O maior ponto de atrito não é o código. É segurança. Especificamente, a Política de Mesma Origem (SOP). Por padrão, os navegadores bloqueiam solicitações AJAX. Eles conversam apenas com o domínio em que o usuário está atualmente. Isso evita que um script malicioso em evil.com roube dados do site do seu banco. É uma parede dura.

Mas os desenvolvedores precisavam quebrar esse muro.

Digite CORS (compartilhamento de recursos entre origens). É o mecanismo que permite que diferentes domínios se comuniquem entre si. Você o configura no servidor. Se você fizer isso errado, você expõe dados. Se você fizer isso direito, você habilitará aplicativos distribuídos e modernos. A fasquia está alta. A configuração deve ser rigorosa.

Depois, há o histórico do navegador.

Quando você atualiza uma página sem recarregar, o URL não muda. Ou faz, mas o usuário não sabe. Pressione “voltar”. Nada acontece. Ou pior, a página é recarregada e perde todo o estado. Isso quebra o modelo mental do usuário.

Você tem que consertar isso.

Gerencie explicitamente a pilha de histórico. Use a API de histórico HTML5. Empurre estados. Ouça popstates. É tedioso. É necessário. Antes disso, as pessoas usavam hashbangs (#! ). Funcionou. Mas foi uma bagunça.
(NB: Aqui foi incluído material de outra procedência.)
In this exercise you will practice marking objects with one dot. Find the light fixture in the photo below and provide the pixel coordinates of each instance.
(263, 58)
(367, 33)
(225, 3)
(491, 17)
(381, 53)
A acessibilidade é outra armadilha.

O conteúdo dinâmico nem sempre se anuncia aos leitores de tela. Se você trocar texto via AJAX, a tecnologia assistiva poderá não perceber. Você precisa atualizar os atributos ARIA. Você precisa acionar eventos. Caso contrário, você estará construindo um site que só funciona para usuários de mouse.

A paisagem está mudando.

fetch está assumindo o controle de solicitações XHR brutas. Ele usa promessas. É mais limpo. É moderno. WebSockets adiciona comunicação bidirecional em tempo real. Você não precisa mais fazer pesquisas. Você recebe atualizações push.

Mas o AJAX ainda é a base.

Ele introduziu o padrão. Assíncrono. Modular. Sem bloqueio.

A nuvem se moveu. O celular assumiu o controle. Os Progressive Web Apps (PWAs) exigiam recursos e velocidade off-line. Todos eles se apoiam nesses princípios básicos.

O AJAX está morto? Não.

É apenas a camada abaixo das ferramentas mais recentes. A sala de máquinas.

Os desenvolvedores ainda otimizam para isso. Eles ainda se preocupam com a gestão estatal que nos forçou a resolver. A inovação na engenharia de interface? É construído sobre esse alicerce histórico.

Continuamos refinando a experiência. O objetivo continua o mesmo.

Rápido. Responsivo. Discreto.

Mas as apostas são maiores agora. A segurança é mais rígida. Os usuários esperam um comportamento semelhante ao nativo. E o código tem que ser acessível a todos.

É um ato de equilíbrio constante. Um que você nunca termina.